Generating some random Poisson data:

myData<-rpois(10,1)
myData
##  [1] 2 1 0 1 0 0 1 1 0 1
mean(myData)
## [1] 0.7

Recapturing the lambda paramter of the Poisson data.

First, writing a negative log likelihood function for the Poisson:

nllPois<-function(parVec,data){
  nllik<- -sum(dpois(x=data,lambda=parVec,log=TRUE))
  # cat("nllik= ",nllik,sep=" ",fill=T);cat(" ",sep=" ",fill=T)
  return(nllik)
}

Then minimizing the negative log likelihood (equivalent to maximizing the log likelihood):

library(Rvmmin)
# ?Rvmmin
# Rvmmin(par, fn, gr, lower, upper, bdmsk, control = list(), ...)
parVec<-0.1
outPoisR<-Rvmmin(par=parVec,fn=nllPois,
               lower=c(0.01),upper=c(Inf),
               data=myData)
outPoisR$value
## [1] 10.18987
outPoisR$par
## [1] 0.7

The outPois value is the negative log likelihood associated with the mle. The outPois par is the mle estimate. The mle lambda parameter is equal to the mean of the data.

Minimizing using another minimizer (optim) just to demonstrate that there are other minimizer functions:

parVec<-0.1
outPois<-optim(par=parVec,fn=nllPois,method="L-BFGS-B",
               lower=c(0.01),upper=c(Inf),
               data=myData)
outPois$value
## [1] 10.18987
outPois$par
## [1] 0.7000005

Calculating the associated AIC with the model fit from Rvmmin minimizer. AIC = 2k-2log(likelihood) where k is number of fitted parameters.

2*1-2*outPoisR$value
## [1] -18.37974

Using AIC to decide whether a Poisson or Normal distribution is a better fit to these data.

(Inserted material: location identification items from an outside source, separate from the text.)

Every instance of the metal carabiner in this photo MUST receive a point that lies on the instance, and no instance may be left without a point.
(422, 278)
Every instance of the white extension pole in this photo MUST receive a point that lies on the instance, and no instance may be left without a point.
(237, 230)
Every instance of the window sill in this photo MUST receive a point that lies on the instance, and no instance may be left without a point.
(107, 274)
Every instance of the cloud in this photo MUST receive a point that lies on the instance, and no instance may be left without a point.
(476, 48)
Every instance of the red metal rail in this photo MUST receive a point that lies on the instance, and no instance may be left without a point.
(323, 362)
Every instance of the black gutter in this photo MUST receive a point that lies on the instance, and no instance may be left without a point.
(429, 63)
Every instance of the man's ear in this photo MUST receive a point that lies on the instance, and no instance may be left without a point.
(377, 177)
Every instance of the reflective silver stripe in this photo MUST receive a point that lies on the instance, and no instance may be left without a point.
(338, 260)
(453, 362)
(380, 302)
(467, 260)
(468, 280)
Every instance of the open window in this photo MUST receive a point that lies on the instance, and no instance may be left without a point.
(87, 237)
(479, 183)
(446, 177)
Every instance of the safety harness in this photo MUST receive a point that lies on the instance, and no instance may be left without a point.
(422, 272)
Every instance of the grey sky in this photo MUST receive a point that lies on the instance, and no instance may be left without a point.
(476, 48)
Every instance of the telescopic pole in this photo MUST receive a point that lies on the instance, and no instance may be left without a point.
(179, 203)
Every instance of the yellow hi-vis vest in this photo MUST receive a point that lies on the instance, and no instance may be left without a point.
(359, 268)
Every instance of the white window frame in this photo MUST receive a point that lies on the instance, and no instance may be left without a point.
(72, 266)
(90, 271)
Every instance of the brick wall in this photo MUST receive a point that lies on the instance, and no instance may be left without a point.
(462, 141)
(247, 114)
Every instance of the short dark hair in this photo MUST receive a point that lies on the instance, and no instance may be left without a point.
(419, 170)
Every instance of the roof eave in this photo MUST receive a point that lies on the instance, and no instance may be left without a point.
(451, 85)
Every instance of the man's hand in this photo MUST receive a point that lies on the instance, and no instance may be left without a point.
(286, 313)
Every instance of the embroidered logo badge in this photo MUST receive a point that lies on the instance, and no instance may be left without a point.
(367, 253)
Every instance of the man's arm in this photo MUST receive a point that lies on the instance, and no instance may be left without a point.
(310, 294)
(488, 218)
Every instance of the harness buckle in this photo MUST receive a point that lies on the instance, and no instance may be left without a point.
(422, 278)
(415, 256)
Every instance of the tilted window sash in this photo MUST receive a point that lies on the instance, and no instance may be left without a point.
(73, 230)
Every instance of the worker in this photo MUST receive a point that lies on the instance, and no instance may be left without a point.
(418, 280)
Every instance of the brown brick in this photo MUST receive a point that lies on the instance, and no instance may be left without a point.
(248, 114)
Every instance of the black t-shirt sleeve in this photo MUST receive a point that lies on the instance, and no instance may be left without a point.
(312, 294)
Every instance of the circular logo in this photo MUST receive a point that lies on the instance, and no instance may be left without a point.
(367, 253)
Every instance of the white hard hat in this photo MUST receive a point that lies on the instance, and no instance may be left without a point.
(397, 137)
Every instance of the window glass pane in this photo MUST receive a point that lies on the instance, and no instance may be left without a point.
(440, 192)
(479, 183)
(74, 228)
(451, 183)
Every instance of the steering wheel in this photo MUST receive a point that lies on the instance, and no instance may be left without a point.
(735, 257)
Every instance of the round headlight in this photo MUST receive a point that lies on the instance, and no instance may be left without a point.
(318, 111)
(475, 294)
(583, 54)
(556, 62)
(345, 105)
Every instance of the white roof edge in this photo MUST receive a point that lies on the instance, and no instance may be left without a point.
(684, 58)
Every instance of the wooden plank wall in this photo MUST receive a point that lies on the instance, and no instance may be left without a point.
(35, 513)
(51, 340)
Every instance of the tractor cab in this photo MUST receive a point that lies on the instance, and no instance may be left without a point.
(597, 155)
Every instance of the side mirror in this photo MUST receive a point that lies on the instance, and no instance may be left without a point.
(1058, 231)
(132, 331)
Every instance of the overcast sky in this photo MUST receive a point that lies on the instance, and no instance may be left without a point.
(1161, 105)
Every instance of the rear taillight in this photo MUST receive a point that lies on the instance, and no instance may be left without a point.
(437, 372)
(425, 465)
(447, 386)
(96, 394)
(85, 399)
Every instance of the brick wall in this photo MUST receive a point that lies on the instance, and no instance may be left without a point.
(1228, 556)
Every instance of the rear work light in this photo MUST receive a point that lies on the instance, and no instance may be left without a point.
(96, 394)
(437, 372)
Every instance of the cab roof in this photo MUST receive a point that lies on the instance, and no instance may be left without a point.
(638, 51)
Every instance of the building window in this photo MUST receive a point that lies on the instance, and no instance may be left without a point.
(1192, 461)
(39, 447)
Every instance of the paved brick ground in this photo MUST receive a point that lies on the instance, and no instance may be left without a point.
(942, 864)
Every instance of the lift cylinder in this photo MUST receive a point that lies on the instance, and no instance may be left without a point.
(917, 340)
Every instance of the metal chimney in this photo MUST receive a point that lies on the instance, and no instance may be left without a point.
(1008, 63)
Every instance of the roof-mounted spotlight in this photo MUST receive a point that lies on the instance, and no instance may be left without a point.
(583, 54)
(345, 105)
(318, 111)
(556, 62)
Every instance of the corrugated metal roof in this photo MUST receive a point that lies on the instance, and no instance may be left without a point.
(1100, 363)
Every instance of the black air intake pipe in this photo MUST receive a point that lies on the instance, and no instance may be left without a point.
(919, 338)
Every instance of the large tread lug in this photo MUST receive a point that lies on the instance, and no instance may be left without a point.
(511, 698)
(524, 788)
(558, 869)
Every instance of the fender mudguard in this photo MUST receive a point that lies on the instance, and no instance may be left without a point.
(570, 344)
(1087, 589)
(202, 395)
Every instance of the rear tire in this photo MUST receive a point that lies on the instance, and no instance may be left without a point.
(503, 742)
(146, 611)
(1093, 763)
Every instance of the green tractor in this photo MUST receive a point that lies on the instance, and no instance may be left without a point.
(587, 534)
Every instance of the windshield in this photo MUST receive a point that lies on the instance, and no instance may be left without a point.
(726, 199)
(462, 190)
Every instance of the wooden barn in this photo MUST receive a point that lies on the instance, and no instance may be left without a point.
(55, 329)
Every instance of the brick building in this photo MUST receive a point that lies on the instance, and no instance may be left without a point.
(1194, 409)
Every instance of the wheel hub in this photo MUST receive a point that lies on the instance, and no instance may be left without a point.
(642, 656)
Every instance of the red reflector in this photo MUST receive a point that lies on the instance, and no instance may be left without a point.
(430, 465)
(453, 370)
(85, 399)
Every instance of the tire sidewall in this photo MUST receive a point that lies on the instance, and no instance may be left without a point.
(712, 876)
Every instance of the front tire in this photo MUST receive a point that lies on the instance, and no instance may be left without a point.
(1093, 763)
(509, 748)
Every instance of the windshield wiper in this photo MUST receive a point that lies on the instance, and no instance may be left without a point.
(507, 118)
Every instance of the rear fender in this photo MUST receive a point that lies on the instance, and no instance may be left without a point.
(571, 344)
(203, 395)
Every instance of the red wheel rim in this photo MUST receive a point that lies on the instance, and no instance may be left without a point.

The likelihood function for the Normal distribution:

nllNorm<-function(parVec,data){
  myMean<-parVec[1]
  mySd<-parVec[2]
  nllik<- -sum(dnorm(x=data,mean=myMean,sd=mySd,log=TRUE))
  return(nllik)
}

Now estimating the mean and sd paramters:

require(Rvmmin)
parVec<-c(0.1,2.0)
outNormR<-Rvmmin(par=parVec,fn=nllNorm,
                 lower=c(-Inf,0.0),upper=c(Inf,Inf),
                 data=myData)
outNormR$value
## [1] 9.731395
outNormR$par
## [1] 0.7000000 0.6403124

Calculating AIC:

2*2-2*outNormR$value
## [1] -15.46279

The lowest AIC is the favored model. Thus the Poisson is a better model for these data as expected.